Following a public outcry by women, rights groups and some government officials, President Ashraf Ghani directed the Ministry of Public Health in May 2017 to instruct Afghan medical facilities not to conduct the test without the women’s consent. His office told the New York Times last year that the examinations are “a long-lasting practice used wrongly by law enforcement authorities.” It added: “However wrong, it is going to take some time to entirely be stopped and removed. But we are determined to change this practice.”

A key step in this campaign is to make clear that the demand for change originates not from outside Afghanistan, but from within—among Afghan women. For decades, conservatives in Afghanistan, both among government supporters and the Taliban, have portrayed women’s rights as an idea being imported from abroad, notably through foreign-funded projects. Some opinion research suggests that this portrayal has resonated among many Afghans.
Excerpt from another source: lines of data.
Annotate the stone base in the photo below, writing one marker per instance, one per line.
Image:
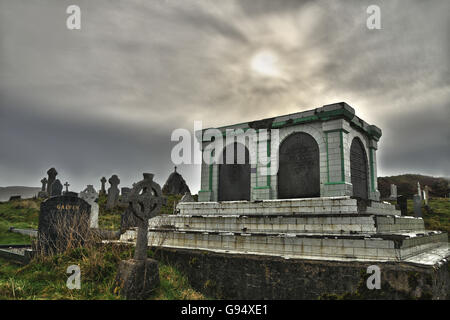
(137, 279)
(239, 276)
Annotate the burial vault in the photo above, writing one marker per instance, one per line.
(324, 152)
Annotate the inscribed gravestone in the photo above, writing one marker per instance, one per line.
(103, 190)
(90, 195)
(63, 224)
(417, 206)
(43, 193)
(51, 178)
(113, 192)
(402, 205)
(56, 188)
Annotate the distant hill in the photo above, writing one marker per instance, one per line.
(24, 192)
(407, 185)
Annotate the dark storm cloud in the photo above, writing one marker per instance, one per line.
(105, 99)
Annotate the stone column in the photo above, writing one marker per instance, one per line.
(337, 166)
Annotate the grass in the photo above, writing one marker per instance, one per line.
(45, 277)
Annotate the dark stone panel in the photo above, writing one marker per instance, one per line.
(239, 276)
(234, 179)
(359, 169)
(299, 169)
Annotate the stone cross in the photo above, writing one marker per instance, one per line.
(417, 206)
(393, 195)
(56, 188)
(419, 191)
(52, 173)
(103, 181)
(113, 192)
(426, 195)
(44, 184)
(145, 202)
(90, 195)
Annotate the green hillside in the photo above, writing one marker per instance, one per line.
(407, 185)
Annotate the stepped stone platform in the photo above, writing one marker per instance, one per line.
(332, 228)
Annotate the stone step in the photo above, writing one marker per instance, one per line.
(392, 247)
(324, 205)
(319, 223)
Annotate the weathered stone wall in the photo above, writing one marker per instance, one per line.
(232, 276)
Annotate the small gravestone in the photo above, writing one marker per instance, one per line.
(393, 195)
(417, 206)
(43, 193)
(426, 194)
(187, 197)
(402, 205)
(138, 278)
(419, 190)
(56, 188)
(52, 173)
(103, 190)
(63, 224)
(113, 192)
(175, 184)
(90, 195)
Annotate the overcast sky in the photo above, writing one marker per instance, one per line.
(104, 100)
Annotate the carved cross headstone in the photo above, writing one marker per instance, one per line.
(103, 181)
(137, 278)
(52, 173)
(145, 202)
(90, 195)
(56, 188)
(113, 192)
(44, 184)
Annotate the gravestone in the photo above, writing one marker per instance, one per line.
(102, 190)
(426, 194)
(417, 206)
(175, 184)
(52, 173)
(43, 193)
(419, 190)
(63, 224)
(56, 188)
(137, 278)
(90, 195)
(402, 205)
(187, 198)
(393, 195)
(113, 192)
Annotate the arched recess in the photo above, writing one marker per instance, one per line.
(359, 169)
(299, 167)
(234, 179)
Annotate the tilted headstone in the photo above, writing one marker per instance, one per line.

But the Afghan women’s rights movement is rooted deeply in domestic politics and culture. It took root in Kabul a century ago in the campaigns for change waged by Soraya Tarzi, an educated Afghan woman who married into the royal family and became queen. The growing campaign against virginity testing is heir to that tradition, and reflects the reality that Afghan women more than ever are fighting for their own rights.

Marjan Nahavandi is a senior program officer and Muzhgan Yarmohammadi is a senior project officer with the U.S. Institute of Peace in Kabul.